AUSTIN (KXAN) — As the City of Austin works to house people experiencing homelessness and help them transition to more permanent supportive housing, the Austin Area Urban League is continuing its efforts to do the same, but in a new way.
The organization is taking over operations for the city’s Southbridge shelter, which was once run by Front Steps. Southbridge has about 75 rooms for people living on the streets, or living in encampments.
Austin Area Urban League President and CEO Mr. Quincy Dunlap joined KXAN to provide some insight on the new leadership. It’s the first time we’ve heard from them about the transition.
What does this contract really entail for the Urban League and for people experiencing homelessness?
Dunlap: It entails an opportunity for the Austin Area Urban League to provide, or continue to provide, a level of excellence and service to our homeless brothers and sisters, and provide the actual opportunity to come into safe, energy-efficient housing, either in a rapid or emergency scenario with some wraparound supportive services to help change the trajectory and improve quality of life for those brothers and sisters through the continuum of care, a coordinated entry system for the homeless response system.
How will the Urban League staff the facility?
Dunlap: There’ll be some combination of retention of current staff based on an independent HR assessment, and the acquisition of some new talent to bring in excellence and skill sets where there may be gaps. So that brothers and sisters can have the best opportunity for improved quality of life from the services the Urban League can buy for the shelter.
We’ve seen a lot of challenges just in the fight against homelessness in our community; what challenges do you all anticipate, whether it be funding or other resources?
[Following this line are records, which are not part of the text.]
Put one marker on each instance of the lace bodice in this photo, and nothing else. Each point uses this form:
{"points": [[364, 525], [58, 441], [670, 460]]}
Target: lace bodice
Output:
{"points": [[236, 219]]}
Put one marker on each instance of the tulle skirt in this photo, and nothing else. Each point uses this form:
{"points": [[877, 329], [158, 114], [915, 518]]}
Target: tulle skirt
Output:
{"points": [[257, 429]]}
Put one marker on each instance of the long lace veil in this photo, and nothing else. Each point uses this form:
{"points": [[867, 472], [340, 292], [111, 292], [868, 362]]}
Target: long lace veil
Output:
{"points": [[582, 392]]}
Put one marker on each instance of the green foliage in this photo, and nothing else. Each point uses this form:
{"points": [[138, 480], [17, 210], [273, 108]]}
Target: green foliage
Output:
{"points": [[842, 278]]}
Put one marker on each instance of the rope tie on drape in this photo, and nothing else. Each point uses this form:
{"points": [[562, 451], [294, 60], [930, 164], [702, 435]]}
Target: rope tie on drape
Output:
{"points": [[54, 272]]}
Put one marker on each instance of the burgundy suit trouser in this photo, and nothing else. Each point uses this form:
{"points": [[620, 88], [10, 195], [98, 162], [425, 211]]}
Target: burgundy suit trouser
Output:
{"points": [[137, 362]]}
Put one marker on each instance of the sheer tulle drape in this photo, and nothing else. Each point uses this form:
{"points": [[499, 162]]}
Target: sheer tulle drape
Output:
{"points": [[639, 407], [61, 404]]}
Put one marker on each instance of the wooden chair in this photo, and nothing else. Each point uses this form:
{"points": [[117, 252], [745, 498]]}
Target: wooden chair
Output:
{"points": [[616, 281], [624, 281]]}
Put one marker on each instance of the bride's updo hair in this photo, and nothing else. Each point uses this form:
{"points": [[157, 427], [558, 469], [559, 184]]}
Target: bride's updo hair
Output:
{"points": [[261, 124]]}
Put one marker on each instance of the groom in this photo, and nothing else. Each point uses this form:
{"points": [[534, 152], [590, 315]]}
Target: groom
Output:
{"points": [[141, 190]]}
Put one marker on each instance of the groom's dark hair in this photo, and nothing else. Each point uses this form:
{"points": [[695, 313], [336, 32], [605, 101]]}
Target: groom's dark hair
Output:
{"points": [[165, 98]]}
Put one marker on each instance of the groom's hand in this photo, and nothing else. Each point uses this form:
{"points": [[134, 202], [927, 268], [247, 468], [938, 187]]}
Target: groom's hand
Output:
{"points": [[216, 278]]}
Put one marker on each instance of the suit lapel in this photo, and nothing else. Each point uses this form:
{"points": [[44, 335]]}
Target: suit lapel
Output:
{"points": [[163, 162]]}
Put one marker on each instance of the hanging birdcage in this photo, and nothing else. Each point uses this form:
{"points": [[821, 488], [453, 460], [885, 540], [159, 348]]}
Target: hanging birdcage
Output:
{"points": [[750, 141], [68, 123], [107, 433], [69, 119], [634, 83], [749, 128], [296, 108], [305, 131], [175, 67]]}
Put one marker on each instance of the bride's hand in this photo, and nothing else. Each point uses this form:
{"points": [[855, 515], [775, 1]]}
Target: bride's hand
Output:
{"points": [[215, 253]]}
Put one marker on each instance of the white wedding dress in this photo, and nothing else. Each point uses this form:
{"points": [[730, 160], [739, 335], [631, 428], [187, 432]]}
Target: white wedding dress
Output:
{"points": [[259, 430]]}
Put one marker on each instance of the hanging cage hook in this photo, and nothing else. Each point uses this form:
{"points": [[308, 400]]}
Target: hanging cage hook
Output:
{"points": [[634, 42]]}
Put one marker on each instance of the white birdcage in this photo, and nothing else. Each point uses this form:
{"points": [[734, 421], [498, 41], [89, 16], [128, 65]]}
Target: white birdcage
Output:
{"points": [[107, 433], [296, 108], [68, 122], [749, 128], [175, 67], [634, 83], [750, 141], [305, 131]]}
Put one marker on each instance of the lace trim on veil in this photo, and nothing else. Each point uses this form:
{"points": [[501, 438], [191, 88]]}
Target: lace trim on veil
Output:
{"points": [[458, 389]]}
Dunlap: I think the challenge is understanding how to connect all of the different options available to serve, and a comprehensive solution that is end to end. A shelter is but one point of entry for a brother or sister that lives in unhoused, or homeless status. So we have to be short-term mid-term, and long-term solution oriented over a number of years to engage our brothers and sisters with lived experience, have them help inform, but also offer feasible solutions for where they want to end up concerning their quality of life. And that includes trauma-informed services. That includes substance use and substance abuse services. That includes workforce and career development support. That includes entrepreneurship, training, anything education, post-secondary Success Services, basic education skills attainment. We have to think holistically about what our brothers and sisters want and need from the system. So there has to be a great balance between what we can provide and what their desire is for a service, and we need to listen, but also be available to be coached by them, given the experiences they’ve had with the system and the current status that they live in.
Are people in there now? And how long will they be able to stay in there? Is there a time limit?
Dunlap: I don’t think there is a time limit, but that is to be determined based on the flexibility in the guidelines that we that we operate the center under for the city. Again, we have to go in and do an assessment from top to bottom of everything that involves operating this shelter to be able to serve brothers and sisters at a high level, right. So it’s just not we make a run of the mill decision because we just got the contract. There is a process that we’ll go through to transition in and make sure we reduce harm, right, and that we also serve at a high level given the variables that we as an entity bring to the table and that our brothers and sisters have with them, given their current status of homelessness or being unhoused.